Until two years ago, Torres said, it was common for four bank examiners to audit Great Florida Bank annually. Last year, as the crisis grew, 12 examiners inspected its records. Torres said he's bracing for even more auditors in 2009, as state and federal agencies scour every commercial and consumer loan to make sure that the banks performed adequate due diligence to determine the borrowers' ability to pay.

Logan said that stronger retention systems will also help companies to better defend themselves against legal action by disgruntled customers or employees.

"The amount of litigation that's going to be generated out of this Wall Street meltdown is going to be unbelievable. The regulators will be asking the banks what happened," Logan said. Lawsuits stemming from problems at government-backed mortgage finance companies Freddie Mac and Fannie Mae "will result in systemic change," she added.

Bill Savarino, a partner at Washington-based law firm Cohen, Mohr LLP and an expert in e-mail retention and other regulatory issues, said he expects that Congress will overreact to the Wall Street crisis and enact new legislation.

"I don't know if it's necessary," he said. "If they enforce the stuff they've got, we should be fine."

Savarino, who has been advising IT managers on data retention issues for the past seven years, said companies that are implementing retention systems today often do little more than keep data for 30, 60 or 90 days and then hit the delete button. In such cases, legacy documents are unavailable and it isn't possible to show trends over time, he noted.

"I do not subscribe to the 30-, 60-, 90-day policy. I think they are woefully inadequate, and I don't think they comply with most rules and regulations," Savarino said. "When regulators audit regularly and investigate regularly, that's when they're going to start discerning who's keeping e-mail and who's not. They just haven't been doing that on a regular basis."

Savarino said IT managers and corporate legal departments should take the following three steps to prepare for the coming oversight onslaught:

o Learn what the data retention laws require specific industries to do.
o Install packaged archival and retrieval tools, because it's too difficult to handle those tasks manually.
o Use outside legal advice.

"I know that sounds self-serving," Savarino acknowledged, "but outside lawyers can help companies figure out what the laws are and establish retention schedules and determine how to set up electronic archive 'buckets' to hold on to e-mail and documents."

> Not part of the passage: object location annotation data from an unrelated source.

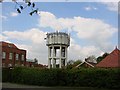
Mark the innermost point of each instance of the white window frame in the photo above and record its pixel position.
(3, 55)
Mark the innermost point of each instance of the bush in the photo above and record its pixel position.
(85, 77)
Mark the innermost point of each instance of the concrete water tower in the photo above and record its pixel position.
(57, 43)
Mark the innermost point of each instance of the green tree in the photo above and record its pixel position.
(100, 58)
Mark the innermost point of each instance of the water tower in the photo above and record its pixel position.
(57, 43)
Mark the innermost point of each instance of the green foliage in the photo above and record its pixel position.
(84, 77)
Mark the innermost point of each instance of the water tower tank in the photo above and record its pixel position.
(57, 43)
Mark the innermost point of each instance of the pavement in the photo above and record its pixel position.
(13, 86)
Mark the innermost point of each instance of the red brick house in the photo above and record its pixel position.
(111, 61)
(11, 55)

Lawyers can also help set policies, procedures and parameters to deal with litigation holds, which require firms on notice of a potential lawsuit or government investigation to retain all potentially relevant electronic documents. Two years ago, Congress approved the Federal Rules of Civil Procedure, which set a baseline for which electronic documents must be retained and retrievable by corporate litigants in a court case.

Nonetheless, most companies "are standing there like deer in the headlights," Logan said.

"We have to have a more disciplined process for working with electronic records regulations," she said. "We need to have people in charge of managing information for the entire company. Today, everyone's expected to manage their own data."

As e-discovery pressures grow, companies and regulators must work together to determine which business documents are truly critical, Logan added. "People have to start throwing stuff away. It's not all precious," she said. "There needs to be some change to separate the wheat from the chaff."